The Cathedral of Santa María was the last Gothic cathedral to be built in Spain and is considered a masterpiece of Basque-Castilian Gothic architecture. Known as the “Lady of Cathedrals” because of its size and elegance, it was built between the 16th and 17th centuries, meaning it also has several Renaissance features.
Other sites to visit included the Gothic Monastery of San Antonio el Real with its rich Mudejar-style coffered ceilings, the interior of which houses numerous works of Flemish school of art.
The Casa de los Picos is a mansion from the late 15th century with a façade decorated with 617 granite blocks carved into pyramid-shaped reliefs. The interior, which houses a majestic Renaissance patio, is used as an exhibition hall today.

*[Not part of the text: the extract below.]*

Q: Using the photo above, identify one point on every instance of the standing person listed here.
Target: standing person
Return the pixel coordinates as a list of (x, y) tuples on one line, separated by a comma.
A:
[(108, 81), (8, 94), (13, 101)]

The narrow twisting and winding streets of the old town include Calle Real and Calle Cervantes, with such churches as those of San Martín (12th century), a jewel from Spanish Romanesque times; San Millán, with an outstanding bell tower; and San Juan de los Caballeros, the oldest in the city. Not to be forgotten are the Plaza Mayor, the Medina del Campo and the Jewish Quarter, where the legacy left by the richest Jewish communities in Castile can still be admired today.
The old main synagogue (currently a church dedicated to the Corpus Cristi) and the Jewish cemetery of El Pinarillo, wih one of the most important palaces of any Moorish-Jewish quarter in Spain, are two other outstanding landmarks well worth a visit.
All this is surrounded by the ancient city walls, of Moorish origin and later extended following the Christian reconquest of the city, which run through the old town.